​Kwara Infrastructure Development Fund (IFK): So far, How far?By Bolaji Idowu

In the face of current national economic downturn, resulting in dwindling allocations to all tiers of government in the country, the need for every government to devise alternative and reliable means of meeting its obligations (both capital and recurrent expenditure) has become exceedingly imperative.


I was, therefore, excited when the Kwara State Government in September last year established the Kwara Infrastructure Development Fund (IFK). The scheme, according to the government, is to serve as a sustainable funding window for the implementation of major infrastructural projects.


Why was I excited? I was excited because I felt that the scheme – if well implemented – would go a long way in assisting the government bridge the infrastructure deficit of the State. Moreover, I saw the introduction of IFK as a reflection of a government that was ready to overlook the barriers created by economic recession and bring infrastructures to the doorsteps of its people.

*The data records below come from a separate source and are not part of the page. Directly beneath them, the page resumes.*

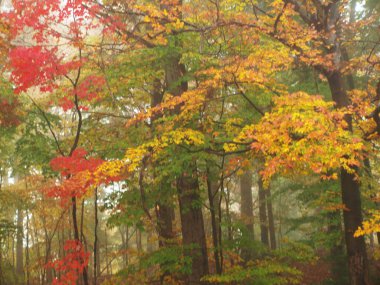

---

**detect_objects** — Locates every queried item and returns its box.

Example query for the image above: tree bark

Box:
[177,166,208,284]
[71,195,88,285]
[16,208,24,284]
[165,32,209,284]
[94,187,100,285]
[240,170,254,261]
[327,71,369,285]
[207,168,223,274]
[266,188,277,250]
[258,175,269,245]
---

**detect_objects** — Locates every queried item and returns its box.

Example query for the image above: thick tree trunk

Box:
[258,175,269,248]
[165,39,208,284]
[240,170,254,261]
[151,79,174,247]
[266,188,277,249]
[327,71,369,285]
[177,169,208,284]
[16,208,24,284]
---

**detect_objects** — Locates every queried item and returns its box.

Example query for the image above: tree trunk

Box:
[151,78,174,247]
[16,208,24,284]
[207,168,223,274]
[327,71,369,285]
[177,166,208,284]
[240,170,254,261]
[165,32,208,284]
[25,211,30,285]
[71,196,88,285]
[258,175,269,245]
[94,187,100,285]
[266,188,277,249]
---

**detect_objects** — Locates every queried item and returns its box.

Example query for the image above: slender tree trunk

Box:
[71,195,88,285]
[16,208,24,284]
[0,236,3,285]
[240,170,254,261]
[207,168,222,274]
[135,228,142,253]
[25,211,30,285]
[266,188,277,250]
[258,175,269,248]
[94,187,100,285]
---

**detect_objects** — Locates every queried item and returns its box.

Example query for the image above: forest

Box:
[0,0,380,285]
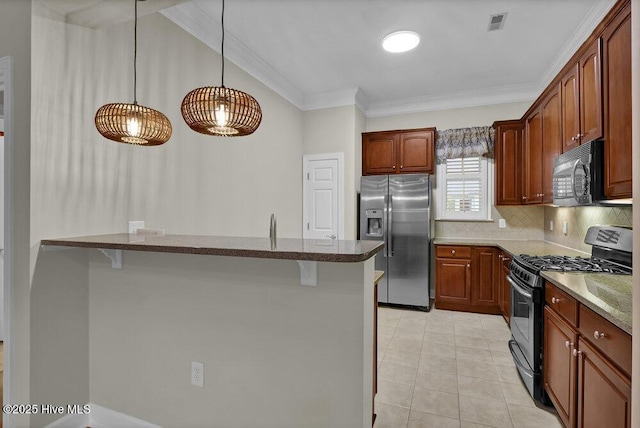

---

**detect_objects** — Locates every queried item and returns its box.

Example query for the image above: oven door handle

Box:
[509,340,533,378]
[507,276,532,299]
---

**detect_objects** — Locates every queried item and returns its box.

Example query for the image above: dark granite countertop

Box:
[41,233,384,263]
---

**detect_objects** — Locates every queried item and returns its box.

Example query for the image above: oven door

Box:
[507,276,536,370]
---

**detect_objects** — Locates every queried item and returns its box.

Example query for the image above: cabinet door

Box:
[471,247,500,309]
[540,86,562,204]
[577,338,631,428]
[436,258,471,308]
[542,306,577,427]
[602,6,632,198]
[560,64,580,153]
[362,132,397,175]
[522,109,542,204]
[494,121,524,205]
[398,131,435,174]
[579,39,602,144]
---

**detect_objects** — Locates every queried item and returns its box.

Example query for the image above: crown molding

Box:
[363,85,540,117]
[161,0,617,117]
[538,0,618,95]
[161,2,305,110]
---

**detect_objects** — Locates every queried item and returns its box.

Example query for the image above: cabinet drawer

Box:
[544,282,578,326]
[578,305,631,376]
[436,245,471,259]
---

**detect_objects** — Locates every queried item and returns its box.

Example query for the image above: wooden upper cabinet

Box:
[362,132,397,175]
[560,64,580,152]
[602,5,632,199]
[399,131,435,173]
[493,120,524,205]
[560,38,603,152]
[362,128,435,175]
[540,86,562,204]
[579,39,603,144]
[522,109,542,204]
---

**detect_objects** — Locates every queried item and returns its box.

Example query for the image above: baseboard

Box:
[45,403,161,428]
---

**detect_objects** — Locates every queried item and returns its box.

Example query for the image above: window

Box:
[436,156,493,220]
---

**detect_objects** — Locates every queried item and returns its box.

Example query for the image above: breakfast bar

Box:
[39,234,383,427]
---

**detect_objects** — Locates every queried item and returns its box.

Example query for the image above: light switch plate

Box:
[129,220,144,234]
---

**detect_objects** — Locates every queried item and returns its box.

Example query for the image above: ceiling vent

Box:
[487,12,507,31]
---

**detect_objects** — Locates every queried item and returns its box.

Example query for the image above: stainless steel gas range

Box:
[507,226,633,405]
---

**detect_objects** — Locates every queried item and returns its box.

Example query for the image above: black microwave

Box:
[553,140,604,207]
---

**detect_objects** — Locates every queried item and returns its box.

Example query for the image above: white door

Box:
[302,153,344,239]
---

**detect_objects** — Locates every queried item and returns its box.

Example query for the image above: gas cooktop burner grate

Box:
[519,254,631,275]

Few months on, everyone will agree with me that the establishment of the Development Fund has proven to be ‘a right step in the right direction’ as it has obviously started yielding positive results, which we can all see.  Indeed, nobody argues with results. Through IFK, the State government has been able to fund ongoing projects and initiate new ones across the State.


The ongoing construction of Geri-Alimi Diamond underpass is one of the projects being funded under IFK. Among the newly initiated projects to be funded through IFK are KWASU campus in Ilesha-Baruba and Ekiti, KWASU Post-Graduate School in Ilorin and dualisation of Kulende-UITH-Oke Ose road project.  


According to the State government, other projects to be implemented under IFK are dualisation of Michael Imodu-Ganmo road, Light-Up Kwara Project (LUK) renovation of Indoor sport hall of the Ilorin Stadium, among others.


As reported in the media, the State government recently mobilized contractors in charge of the construction of the Kwara State University (KWASU) Ekiti Campus and the dualisation of Kulende-UITH-Oke Ose with the sum of N500m each, making a total of N1b. In March, the government released N900m to about 36 contractors handling various projects across the State.


Governor Abdulfatah Ahmed was definitely not wrong when he recently said that IFK has strengthened the capacity of the state government to meet its obligations despite the current economic challenges.


It is pleasing to note that since IFK was launched last year, the State government has released more than N7b to fund ongoing and new projects across the State, which will have a multiplier effect on the economy of the State. Also, more people have been and will be productively engaged on various construction sites, thereby reducing the problems of youth unemployment in the State.
With the visible impacts of IFK within the short period of its establishment, it can safely be said that the introduction of the scheme is worthwhile and commendable. One can only wish that it had been established long before now.  
For now, IF-K is the strongest evidence of good thinking and optimal utilization public funds in Kwara State.